SNCF Immobilier de son côté précise : « Oullins est historiquement un site industriel majeur pour l’entreprise, dont les installations vont être rénovées et modernisées. Des discussions sont en cours avec la direction du Matériel sur la meilleure stratégie à suivre pour cette modernisation. Nous discutons en parallèle avec le Grand Lyon sur les évolutions possibles autour de ce site ». On cite aussi une autre « pépite » : le site de la Guillotière près de la gare Jean Macé dans le 7e arrondissement. Soit 60 000 m2 en plein cœur de Lyon.
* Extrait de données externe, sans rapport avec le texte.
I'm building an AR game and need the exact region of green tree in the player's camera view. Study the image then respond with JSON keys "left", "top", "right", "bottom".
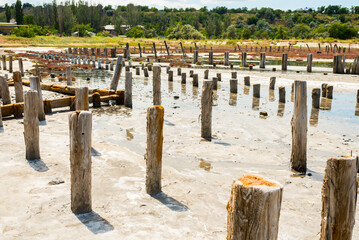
{"left": 15, "top": 0, "right": 24, "bottom": 25}
{"left": 329, "top": 22, "right": 357, "bottom": 39}
{"left": 125, "top": 26, "right": 144, "bottom": 38}
{"left": 24, "top": 15, "right": 36, "bottom": 25}
{"left": 5, "top": 4, "right": 12, "bottom": 22}
{"left": 241, "top": 28, "right": 251, "bottom": 39}
{"left": 223, "top": 25, "right": 238, "bottom": 39}
{"left": 72, "top": 24, "right": 94, "bottom": 37}
{"left": 52, "top": 0, "right": 59, "bottom": 30}
{"left": 167, "top": 24, "right": 205, "bottom": 40}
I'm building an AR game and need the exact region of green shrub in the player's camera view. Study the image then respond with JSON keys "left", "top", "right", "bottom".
{"left": 97, "top": 31, "right": 111, "bottom": 37}
{"left": 125, "top": 26, "right": 144, "bottom": 38}
{"left": 167, "top": 24, "right": 205, "bottom": 40}
{"left": 13, "top": 26, "right": 36, "bottom": 38}
{"left": 72, "top": 24, "right": 94, "bottom": 37}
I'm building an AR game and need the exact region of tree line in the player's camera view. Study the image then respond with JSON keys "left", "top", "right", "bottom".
{"left": 0, "top": 0, "right": 358, "bottom": 40}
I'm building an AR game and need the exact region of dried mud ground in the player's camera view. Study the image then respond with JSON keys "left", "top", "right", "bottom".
{"left": 1, "top": 48, "right": 359, "bottom": 239}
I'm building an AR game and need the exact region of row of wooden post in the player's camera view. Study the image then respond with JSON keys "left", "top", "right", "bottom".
{"left": 0, "top": 55, "right": 24, "bottom": 76}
Le technicentre d’Oullins n’est pas le seul à être confronté à une baisse de sa charge de travail. Les syndicats citent une longue liste d’établissements : Bischheim, Epernay, Chambéry, Périgueux, Saintes… Tous ne présentent pas le même intérêt. Mais promoteurs ou communautés urbaines s’intéressent parfois aussi à des sites toujours actifs mais bien placés. A Rennes, reconstruits à l’extérieur à Saint-Jacques de la Lande, les importants ateliers du Matériel libèrent les lieux. En pleine ville et juste face à la gare. Les CFF suisses ou des opérateurs japonais détenteurs de tels terrains font souvent le choix d’en rester propriétaires et de les exploiter à leur profit. Aujourd’hui SNCF Immobilier s’engagera-t-il dans cette voie ? Il l’assure en tous cas : « vendre pour vendre et faire du cash n’est plus une doctrine. On s’inscrit dans une stratégie à long terme. Sans s’interdire d’intervenir demain selon les cas en copromoteur par exemple. » On se souvient qu’au cœur de Paris la vente par la SNCF des immenses installations de Cardinet dans la perspective des J.O. avait permis à l’acquéreur une sacrée culbute.